Let $$f(x,y,z)= x^4+3x^3y+z^4$$ Use the Hessian matrix to determine if $f(x,y,z)$ is convex on $\mathbb R^3$.
I have the following Hessian matrix
$$H_f= \left( {\begin{array}{cc} 12x^2+18xy & 9x^2 & 0 \\ 9x^2 & 0 & 0 \\ 0 & 0 & 12x^2 \\ \end{array} } \right)$$
Then I want to calculate the eigenvalues to determine if it is positive semidefinite:
$$p(\lambda) = \det(H_f - I\lambda)= \left| {\begin{array}{cc} 12x^2+18xy -\lambda & 9x^2 & 0 \\ 9x^2 & -\lambda & 0 \\ 0 & 0 & 12x^2 -\lambda \\ \end{array} } \right|$$
Which leads to quite a messy calculation for the determinant:
$$(12x^2+18xy-\lambda)(-\lambda(12x^2-\lambda))-9x^2(9x^2(12x^2-\lambda))=0$$
Is there an easier way to go about this that I'm missing? Any advice about where to go from here would be great!
I don't think it's convex: Consider the section of the surface where $y=1$ and $z=0$. Here you have $f(x, y=1, z=0) = x^4 + 3 x^3$ which is not convex, hence $f(x, y, z)$ is not convex.

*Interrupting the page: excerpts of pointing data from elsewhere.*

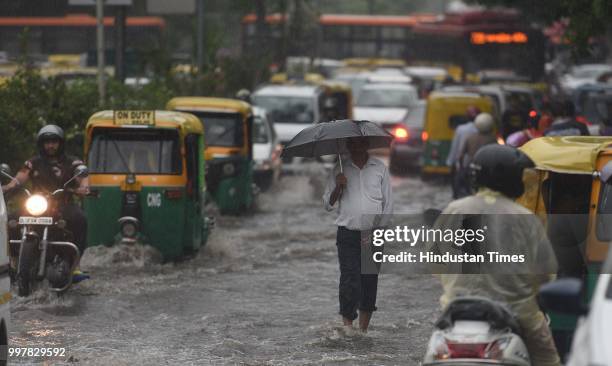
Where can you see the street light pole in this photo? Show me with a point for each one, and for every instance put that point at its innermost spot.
(100, 49)
(200, 36)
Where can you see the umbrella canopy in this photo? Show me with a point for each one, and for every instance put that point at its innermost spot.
(327, 138)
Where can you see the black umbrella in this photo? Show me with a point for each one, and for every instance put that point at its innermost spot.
(327, 138)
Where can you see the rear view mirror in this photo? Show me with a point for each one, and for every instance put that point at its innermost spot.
(5, 170)
(81, 171)
(457, 120)
(563, 296)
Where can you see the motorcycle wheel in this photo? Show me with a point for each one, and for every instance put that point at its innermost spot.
(26, 268)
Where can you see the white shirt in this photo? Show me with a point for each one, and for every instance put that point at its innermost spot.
(366, 201)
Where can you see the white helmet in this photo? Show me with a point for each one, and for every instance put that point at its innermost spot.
(484, 123)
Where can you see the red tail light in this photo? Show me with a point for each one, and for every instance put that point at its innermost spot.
(276, 153)
(173, 194)
(467, 350)
(582, 119)
(400, 133)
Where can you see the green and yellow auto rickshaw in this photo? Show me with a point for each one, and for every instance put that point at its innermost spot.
(147, 181)
(229, 149)
(572, 178)
(445, 112)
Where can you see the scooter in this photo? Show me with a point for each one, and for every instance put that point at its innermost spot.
(37, 256)
(476, 331)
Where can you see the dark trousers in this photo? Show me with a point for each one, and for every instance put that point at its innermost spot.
(76, 223)
(356, 290)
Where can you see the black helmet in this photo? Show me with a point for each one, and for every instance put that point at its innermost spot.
(500, 168)
(50, 132)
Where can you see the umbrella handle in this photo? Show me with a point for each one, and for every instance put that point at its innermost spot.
(339, 156)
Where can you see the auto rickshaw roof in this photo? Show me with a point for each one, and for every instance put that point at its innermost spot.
(187, 122)
(567, 154)
(210, 104)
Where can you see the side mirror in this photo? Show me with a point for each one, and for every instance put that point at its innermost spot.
(606, 172)
(5, 170)
(563, 296)
(81, 171)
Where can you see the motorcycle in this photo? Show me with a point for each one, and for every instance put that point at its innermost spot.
(476, 331)
(38, 256)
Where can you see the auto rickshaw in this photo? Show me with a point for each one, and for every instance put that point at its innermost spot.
(147, 181)
(578, 169)
(229, 149)
(445, 112)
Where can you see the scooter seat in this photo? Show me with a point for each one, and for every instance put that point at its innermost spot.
(495, 313)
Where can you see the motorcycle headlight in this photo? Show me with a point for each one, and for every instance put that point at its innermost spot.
(36, 205)
(228, 169)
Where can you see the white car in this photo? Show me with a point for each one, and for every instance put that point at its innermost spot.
(266, 150)
(290, 107)
(5, 283)
(582, 75)
(385, 103)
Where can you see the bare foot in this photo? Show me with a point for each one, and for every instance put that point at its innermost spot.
(364, 320)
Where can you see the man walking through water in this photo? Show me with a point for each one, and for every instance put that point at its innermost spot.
(361, 191)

For example in the origin $(x=0, y=0, z=0)$ you have that the tangent plane is $ \nabla^T f (x=0, y=0, z=0) \begin{bmatrix} x \\ y \\ z\end{bmatrix} + f (x=0, y=0, z=0) = 0$, but $f (x=-1, y=1, z=0) = -2$. Hence you have a point where the function goes below a tangent plane, that is sufficient condition to state that the function is not convex.